Topic 1: What are appropriate data standards for drug input data for PBPK models? |
Not all parameters are equal: critical values depend on the physicochemical properties of the molecule and on the application or interest (DDI, specific populations such as pediatrics, biopharmaceutics). Critical parameters are those that have an impact on addressing clinically relevant questions. |
A consensus should be developed on the important input parameters for specific applications, e.g., a list of important input parameters for each category (DDI, specific populations, such as pediatrics, biopharmaceutics).
More consideration is required on the incorporation of uncertainty in input parameters in models; consideration of covariance of parameters is also important.
|
Methodologies are not consistent across companies or even within some companies. While considered highly desirable, the ideal of a standard in vitro methodology across the industry was not thought to be a realistic aim.
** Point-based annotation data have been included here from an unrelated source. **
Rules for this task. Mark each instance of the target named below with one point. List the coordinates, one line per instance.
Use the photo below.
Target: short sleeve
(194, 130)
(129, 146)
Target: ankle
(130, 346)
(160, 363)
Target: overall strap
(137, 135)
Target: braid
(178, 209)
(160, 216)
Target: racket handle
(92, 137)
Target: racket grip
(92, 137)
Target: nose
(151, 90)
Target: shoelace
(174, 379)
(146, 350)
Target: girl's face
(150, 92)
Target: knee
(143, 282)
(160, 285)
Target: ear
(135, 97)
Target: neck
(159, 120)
Rather, a full understanding and description of methodology with adoption of common reference standards to be utilized across companies should be encouraged. |
|
There is mixed acceptance around scaling factors. Physiological scaling factors can be easily accepted, e.g., MPPGL (mg of protein per gram of liver), and where a consensus exists would not be expected to be altered. Empirical scaling factors, derived to account for a lack of direct extrapolation from in vitro to in vivo, are likely to be dependent on the in vitro methodology utilized and on the compound, and will be company- or lab-specific. |
|
Depending on the stage of development, in silico values may be useful, but measured values are often preferred. The exception to this is where there is evidence that in silico values are more accurate (e.g., log D for highly lipophilic compounds). |
|
It is important to try to understand when poor simulations result from inadequate in vitro data or are due to incomplete understanding of in vivo drug disposition. |
|
Suggested decision metric should be “Does it modulate dose requirements?” |
|
Topic 2: Verification of drug specific input parameters |
During drug development, it is best practice to have a quantitative understanding of the contribution of the various pathways involved in a drug's ADME. |
All companies should be encouraged to present “Quantitative Drug Disposition Diagrams” as part of their Clinical Pharmacology documentation.
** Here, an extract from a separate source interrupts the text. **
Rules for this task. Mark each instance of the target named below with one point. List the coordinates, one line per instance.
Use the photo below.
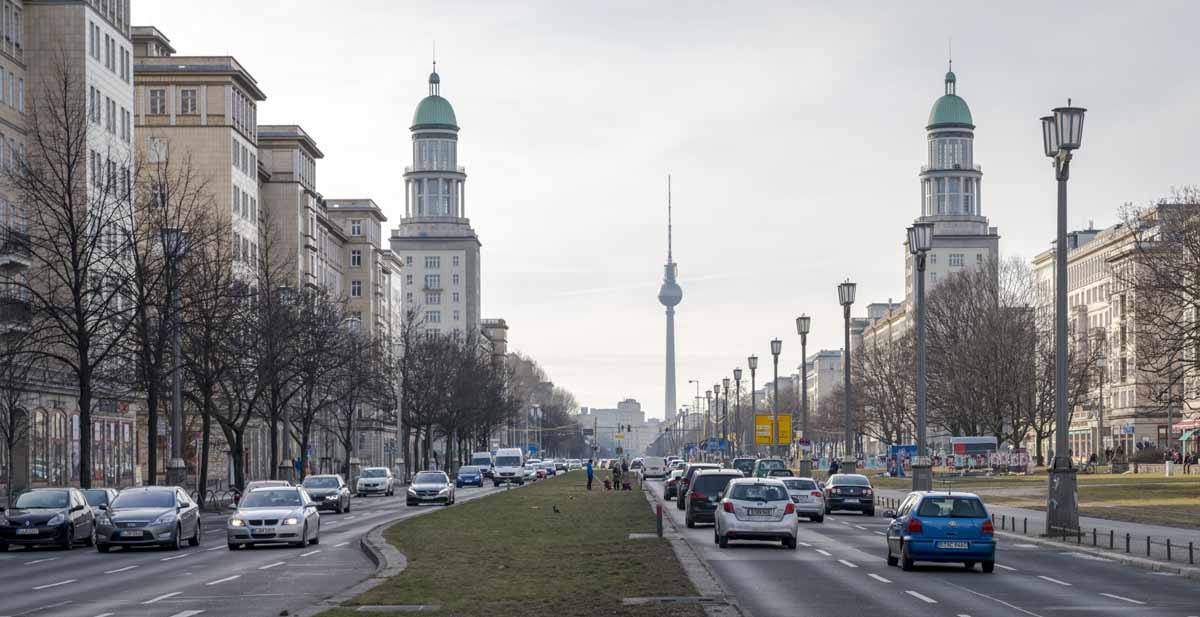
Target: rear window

A statement should be developed, supported by appropriate rationale that explains the expectation of IV data as a key element in the quantitative mechanistic understanding of drug disposition.
|
Given the discussion around sensitivity analysis, it would appear that a general guidance could be developed around the choice of parameters and range of values included in sensitivity analysis. |
General guidance should be developed around the choice of parameters and range of values included in sensitivity analysis based on the physico chemical properties of a molecule, and the experimental system.
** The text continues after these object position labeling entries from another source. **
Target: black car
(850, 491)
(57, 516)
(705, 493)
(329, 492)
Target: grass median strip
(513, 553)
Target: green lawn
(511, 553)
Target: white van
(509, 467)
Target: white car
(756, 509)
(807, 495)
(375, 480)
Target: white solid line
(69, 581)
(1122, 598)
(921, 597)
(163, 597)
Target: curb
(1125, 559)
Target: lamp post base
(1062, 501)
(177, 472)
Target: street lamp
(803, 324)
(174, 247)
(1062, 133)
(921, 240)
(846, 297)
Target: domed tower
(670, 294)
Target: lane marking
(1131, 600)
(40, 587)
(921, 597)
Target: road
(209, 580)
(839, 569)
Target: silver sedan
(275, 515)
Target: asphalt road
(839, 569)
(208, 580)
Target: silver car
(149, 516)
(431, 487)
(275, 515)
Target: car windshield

Companies should systematically document the relationship between in vitro Ki, KI, and in vivo DDI results to inform the range for sensitivity analysis for perpetrators.
|
Although the focus of the discussion was on sensitivity analysis to address input parameter uncertainty, attention should also be paid to the experimental systems themselves and the possibility of improving confidence in key input parameters. |
|
There are a number of gaps to be filled before PBPK models of enzyme induction will be viewed as sufficiently reliable to support waiver of in vivo studies for a potential perpetrator within the European regulatory system. Further development in this area would be welcomed. |
|
Topic 3: Best practice for qualification of system models |
It was acknowledged that system model qualification is an area that has not been extensively discussed within the PBPK community and that standards are not currently agreed. Further progress to establish best practice is needed. |
|
There is some mismatch between the terminology used within PBPK and computational science communities: “qualification” or “verification” vs. “validation.” |
A working group should be established to compare the use of system model evaluation and assessment terminology in other related fields such as statistics, mathematics, and modeling and simulation with the aim of reaching agreement on the terminology and definitions for PBPK.
|
The meeting identified that each software provider has developed internal systems to evaluate and track the reliability of their system models and associated libraries. |
|
In the field of PBPK, open source software published with the training datasets utilized presents a challenge for software providers wishing to protect their intellectual property. Other solutions, such as open source validation datasets against which commercially available software are validated (for a specific condition of use), could potentially serve the same purpose. |
|
Topic 4: What should a PBPK report look like? |
The model development “story” should be presented but ought to be fit for purpose and sufficiently detailed to facilitate regulatory review without being overly detailed. |
A fit for purpose model development story should be included in the PBPK report.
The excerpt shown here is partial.